VEWOXIC commented 1 month ago

Hi. Thanks for taking interest in our work! And thanks for your insightful question.

Yes, we are also aware of some signal distortion problem with such a simple ideal filter, especially in real-life. However, with time series, we find the distortion is neglectable which causes loss way smaller than the forecasting error. Thus, we directly use such a simple filter implementation. I think adding some more carefully designed filter may indeed bring further benefits.

I am not sure if the filters from scipy would work perfectly with torch auto_grad. It may break the gradient back-propogation.

However, it is still a great idea that worth a try. Because, although the LPF is on the gradient back-propagation route, there is no other trainable-parameter before it. So, maybe it does not matter if you just stop the gradient on the LPF. But you have to find a way to do the "de-filter" process and it have to be differentiable (the zero padding in our original FITS).

Hope these can give you some clue.

iganggang commented 1 month ago

lowpass filter in Scipy does not have the Pytorch version. it does not work in CUDA. Your idea is the most effective.
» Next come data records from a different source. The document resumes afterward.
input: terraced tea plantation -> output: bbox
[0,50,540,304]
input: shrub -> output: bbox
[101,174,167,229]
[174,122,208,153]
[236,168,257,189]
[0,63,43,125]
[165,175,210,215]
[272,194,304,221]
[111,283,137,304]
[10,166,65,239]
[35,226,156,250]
iganggang commented 1 month ago

I wonder whether I can use some series decomposition method. But Pytorch does not have these functions. Tensor x before into PatchTST backbone, can I use EMD(signal processing methods) to decompose it? But EMD is run on the CPU(EMD method from Scipy only works on numpy, not tensor), how can it work on GPU? how to make EMD process tensor? such as EMD(tensor x).

VEWOXIC commented 1 month ago

Sorry, I am not very familiar with the Scipy and EMD. If you really need it, please consider if there is any other third-party pytorch implementation (I find this https://github.com/daerduoCarey/PyTorchEMD ). Or, if you are familiar with the algorithm, you can consider implementing it with pytorch.

Further, it seems that some filter are provided in the torchaudio package. Maybe you can have a check: https://pytorch.org/audio/main/tutorials/filter_design_tutorial.html

iganggang commented 1 month ago

Sorry for the abbreviation. Empirical mode decomposition(EMD) is a signal processing method that separates raw signals into several sub-signals. there is no EMD pytorch package. I am another major. Please give a suggestion should I try to write it in pytorch? or give it up? yes, thank you very much. I see the filter in the torch audio package. but it does not process Endeffect.

VEWOXIC commented 1 month ago

This really depends on whether you need it. It is your call, bro.

VEWOXIC commented 1 month ago

If there is no further question, I will close this issue. Please feel free to reopen it.